Friers grew up in the Lagan Village area of Belfast. He was apprenticed to the Belfast lithographic firm S. C. Allen and Co, and studied at the Belfast College of Art from 1935 to 1942. He began publishing his cartoons in the 1940s, concentrating on political cartooning with the advent of the "Troubles" in the late 1960s. His work appeared in Punch, the Radio Times, London Opinion, the Daily Express, the Sunday Independent, Dublin Opinion, the Northern Whig, the News Letter, the Irish Times and the Belfast Telegraph.

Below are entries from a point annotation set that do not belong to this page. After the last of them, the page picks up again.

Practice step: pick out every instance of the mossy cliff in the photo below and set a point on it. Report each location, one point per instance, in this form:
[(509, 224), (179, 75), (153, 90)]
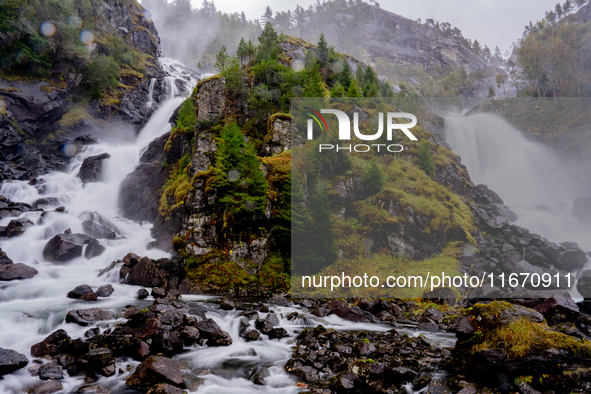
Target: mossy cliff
[(70, 68), (220, 186)]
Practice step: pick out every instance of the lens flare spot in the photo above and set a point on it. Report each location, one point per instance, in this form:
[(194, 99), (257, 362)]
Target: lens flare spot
[(297, 65), (233, 175), (86, 37), (337, 67), (47, 29), (75, 21), (70, 149), (297, 91)]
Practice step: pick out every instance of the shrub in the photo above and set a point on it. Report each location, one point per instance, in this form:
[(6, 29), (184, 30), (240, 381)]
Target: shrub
[(425, 159), (102, 75)]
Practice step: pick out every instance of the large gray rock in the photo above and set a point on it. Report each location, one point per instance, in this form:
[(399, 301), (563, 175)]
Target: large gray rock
[(11, 361), (153, 371), (211, 100), (139, 192), (4, 259), (91, 168), (16, 271), (67, 246), (17, 227), (279, 137), (85, 317), (145, 273)]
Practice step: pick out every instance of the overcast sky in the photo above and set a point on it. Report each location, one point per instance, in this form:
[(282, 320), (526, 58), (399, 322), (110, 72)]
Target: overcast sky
[(492, 22)]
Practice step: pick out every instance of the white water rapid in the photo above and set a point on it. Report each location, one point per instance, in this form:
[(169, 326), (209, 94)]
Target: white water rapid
[(537, 184), (31, 309)]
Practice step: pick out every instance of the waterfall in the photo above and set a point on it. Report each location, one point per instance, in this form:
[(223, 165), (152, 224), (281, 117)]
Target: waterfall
[(533, 180), (31, 309), (151, 93)]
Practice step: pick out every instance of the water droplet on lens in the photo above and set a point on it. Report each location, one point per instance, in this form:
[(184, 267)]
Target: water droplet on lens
[(337, 66), (70, 149), (86, 37), (233, 175), (47, 29), (75, 21), (297, 65)]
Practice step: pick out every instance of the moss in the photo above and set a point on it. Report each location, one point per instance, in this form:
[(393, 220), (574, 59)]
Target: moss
[(176, 187), (76, 114), (203, 81), (523, 337), (274, 117), (215, 269)]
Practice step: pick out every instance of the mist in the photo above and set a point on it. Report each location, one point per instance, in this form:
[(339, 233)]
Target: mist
[(195, 35)]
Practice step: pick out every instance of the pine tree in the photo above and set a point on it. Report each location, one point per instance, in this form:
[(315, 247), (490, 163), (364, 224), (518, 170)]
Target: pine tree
[(425, 160), (372, 180), (313, 84), (346, 76), (241, 51), (237, 173), (267, 17), (269, 44), (322, 50), (353, 90), (221, 58), (312, 235), (337, 90), (369, 78), (386, 90), (359, 75)]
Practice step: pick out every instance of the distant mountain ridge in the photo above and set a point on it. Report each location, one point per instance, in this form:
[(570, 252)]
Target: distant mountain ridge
[(381, 33)]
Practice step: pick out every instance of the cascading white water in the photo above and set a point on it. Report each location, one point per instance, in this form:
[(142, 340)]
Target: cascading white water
[(30, 309), (530, 177), (33, 308), (151, 93)]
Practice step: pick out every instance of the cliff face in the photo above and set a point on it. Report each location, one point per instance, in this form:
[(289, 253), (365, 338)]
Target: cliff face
[(44, 109), (380, 33)]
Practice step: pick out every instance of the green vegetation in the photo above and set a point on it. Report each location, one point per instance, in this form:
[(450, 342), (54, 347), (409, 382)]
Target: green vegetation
[(425, 160), (187, 117), (373, 180), (174, 191), (238, 175)]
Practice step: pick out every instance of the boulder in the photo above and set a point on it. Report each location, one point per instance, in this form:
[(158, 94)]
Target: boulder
[(79, 291), (56, 343), (16, 271), (91, 168), (145, 273), (142, 293), (557, 310), (209, 329), (155, 370), (17, 227), (85, 317), (353, 313), (67, 246), (165, 388), (4, 259), (105, 290), (47, 387), (98, 230), (11, 361), (227, 305), (51, 371)]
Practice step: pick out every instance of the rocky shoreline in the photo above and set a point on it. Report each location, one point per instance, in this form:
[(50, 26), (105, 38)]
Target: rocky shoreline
[(399, 351)]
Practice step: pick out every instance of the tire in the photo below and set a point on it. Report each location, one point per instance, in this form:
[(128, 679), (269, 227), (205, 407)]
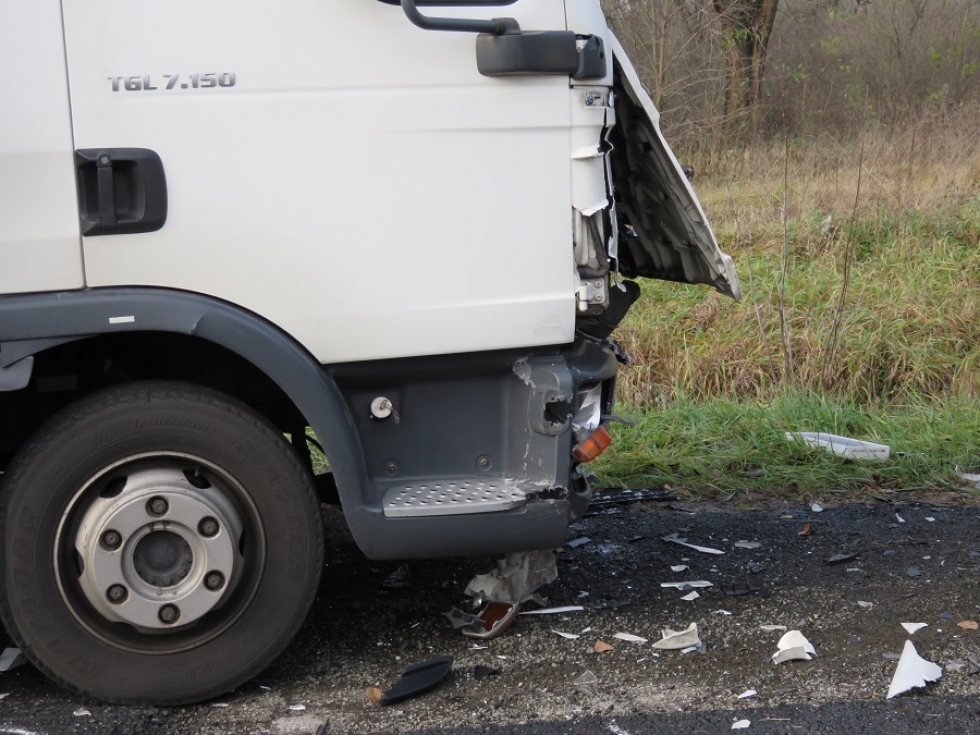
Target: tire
[(162, 544)]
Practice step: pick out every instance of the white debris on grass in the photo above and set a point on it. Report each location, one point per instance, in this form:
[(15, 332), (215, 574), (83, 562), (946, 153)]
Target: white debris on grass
[(912, 672), (676, 639)]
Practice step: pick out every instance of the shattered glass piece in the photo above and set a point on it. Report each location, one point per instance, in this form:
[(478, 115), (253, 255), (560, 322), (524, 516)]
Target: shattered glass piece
[(481, 672), (677, 639), (419, 679), (676, 539), (493, 620), (630, 638), (401, 578), (516, 577), (554, 610), (843, 557), (912, 672), (461, 619), (11, 658)]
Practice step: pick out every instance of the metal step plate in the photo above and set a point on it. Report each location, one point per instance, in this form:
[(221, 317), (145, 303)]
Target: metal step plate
[(453, 497)]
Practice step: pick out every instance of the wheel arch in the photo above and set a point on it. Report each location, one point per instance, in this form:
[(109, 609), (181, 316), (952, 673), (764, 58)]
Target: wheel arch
[(34, 323)]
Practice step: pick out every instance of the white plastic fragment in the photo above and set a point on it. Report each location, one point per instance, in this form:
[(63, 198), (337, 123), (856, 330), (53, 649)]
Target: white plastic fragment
[(913, 671), (553, 610), (11, 658), (675, 639), (630, 638), (677, 539), (842, 446), (793, 646)]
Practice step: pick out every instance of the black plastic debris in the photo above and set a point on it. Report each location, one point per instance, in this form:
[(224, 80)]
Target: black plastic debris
[(482, 673), (841, 558), (419, 679)]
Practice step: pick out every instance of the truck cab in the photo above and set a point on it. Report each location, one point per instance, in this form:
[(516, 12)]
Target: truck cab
[(234, 236)]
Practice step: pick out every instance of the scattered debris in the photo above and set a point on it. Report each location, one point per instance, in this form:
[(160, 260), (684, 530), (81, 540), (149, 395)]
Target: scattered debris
[(843, 446), (843, 557), (913, 671), (793, 646), (554, 610), (401, 578), (418, 679), (492, 620), (697, 584), (676, 639), (677, 539), (11, 658), (481, 672), (516, 577), (630, 638)]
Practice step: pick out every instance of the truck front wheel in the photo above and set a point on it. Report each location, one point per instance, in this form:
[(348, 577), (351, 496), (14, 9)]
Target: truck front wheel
[(162, 544)]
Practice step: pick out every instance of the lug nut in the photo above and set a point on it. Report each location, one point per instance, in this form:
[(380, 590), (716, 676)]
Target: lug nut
[(156, 506), (111, 540), (208, 527), (214, 581)]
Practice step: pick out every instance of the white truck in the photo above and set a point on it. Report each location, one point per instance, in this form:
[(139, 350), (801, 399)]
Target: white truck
[(221, 224)]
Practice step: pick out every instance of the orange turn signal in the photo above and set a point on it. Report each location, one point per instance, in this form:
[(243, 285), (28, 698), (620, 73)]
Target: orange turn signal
[(593, 446)]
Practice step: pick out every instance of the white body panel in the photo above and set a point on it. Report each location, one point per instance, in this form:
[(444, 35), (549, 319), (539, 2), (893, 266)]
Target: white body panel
[(361, 185), (40, 247)]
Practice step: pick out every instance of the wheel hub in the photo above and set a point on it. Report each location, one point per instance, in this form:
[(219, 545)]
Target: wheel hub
[(145, 560)]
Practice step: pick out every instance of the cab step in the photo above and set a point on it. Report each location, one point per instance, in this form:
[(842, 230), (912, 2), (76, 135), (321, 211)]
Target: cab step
[(453, 497)]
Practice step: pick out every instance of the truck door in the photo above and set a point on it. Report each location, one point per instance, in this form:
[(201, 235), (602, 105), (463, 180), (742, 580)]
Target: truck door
[(334, 168), (40, 248)]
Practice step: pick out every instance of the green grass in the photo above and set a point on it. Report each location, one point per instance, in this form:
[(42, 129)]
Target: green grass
[(722, 448)]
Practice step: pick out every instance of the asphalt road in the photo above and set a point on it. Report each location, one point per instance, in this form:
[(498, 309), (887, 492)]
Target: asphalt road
[(907, 568)]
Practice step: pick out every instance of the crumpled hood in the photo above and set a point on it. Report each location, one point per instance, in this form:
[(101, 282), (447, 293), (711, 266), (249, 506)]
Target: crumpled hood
[(668, 236)]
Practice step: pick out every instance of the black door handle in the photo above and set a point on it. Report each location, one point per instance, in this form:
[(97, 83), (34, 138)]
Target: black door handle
[(120, 191)]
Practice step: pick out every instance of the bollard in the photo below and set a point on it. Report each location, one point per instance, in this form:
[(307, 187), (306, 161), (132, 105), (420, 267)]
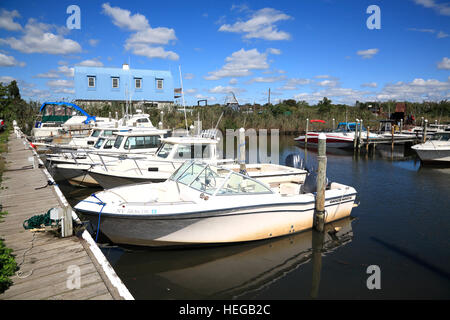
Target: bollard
[(355, 139), (424, 138), (241, 146), (367, 139), (319, 212), (306, 132), (360, 133)]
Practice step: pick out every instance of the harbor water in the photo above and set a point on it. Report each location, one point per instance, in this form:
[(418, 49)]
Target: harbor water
[(400, 230)]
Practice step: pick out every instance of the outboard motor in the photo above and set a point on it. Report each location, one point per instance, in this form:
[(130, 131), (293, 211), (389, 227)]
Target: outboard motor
[(294, 160), (310, 184)]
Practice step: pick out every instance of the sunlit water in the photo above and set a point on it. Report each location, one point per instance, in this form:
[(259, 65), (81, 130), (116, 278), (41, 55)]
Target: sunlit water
[(401, 225)]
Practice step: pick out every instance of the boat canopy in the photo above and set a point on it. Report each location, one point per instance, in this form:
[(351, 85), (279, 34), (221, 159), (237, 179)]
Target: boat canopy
[(62, 111), (348, 126), (216, 181)]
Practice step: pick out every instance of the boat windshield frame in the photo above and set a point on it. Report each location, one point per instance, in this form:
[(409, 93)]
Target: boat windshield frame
[(224, 188)]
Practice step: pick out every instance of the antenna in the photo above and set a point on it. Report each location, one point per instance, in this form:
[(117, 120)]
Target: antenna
[(182, 96)]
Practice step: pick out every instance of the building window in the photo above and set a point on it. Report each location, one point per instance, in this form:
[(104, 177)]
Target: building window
[(115, 82), (159, 84), (138, 83), (91, 81)]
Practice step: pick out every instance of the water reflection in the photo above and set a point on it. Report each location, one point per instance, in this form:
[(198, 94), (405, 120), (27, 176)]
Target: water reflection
[(226, 272)]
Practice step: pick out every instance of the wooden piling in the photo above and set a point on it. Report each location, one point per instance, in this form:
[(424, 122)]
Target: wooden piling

Aside from cartooning, Friers was a leading figure in the Ulster Watercolour Society, and his oil paintings hang in the National Portrait Gallery, the gallery of the Ulster Museum, and many other collections. He illustrated more than 30 books, including John Pepper's Ulster dialect books and an American edition of the works of W. B. Yeats. He was a keen actor and television performer, with a talent for mimicry, serving as President of the Ulster Association of Drama Festivals and appearing regularly on chat shows. He was awarded the MBE in 1977. He was President of the Royal Ulster Academy of Arts from 1993 to 1997.
His funeral was attended by a large crowd, including politicians from both sides of the sectarian divide - the SDLP's Lord Fitt and the DUP leader, the Reverend Ian Paisley. He is survived by his wife Yvonne (née Henderson), daughter Vivien and sons Jeremy and Timothy.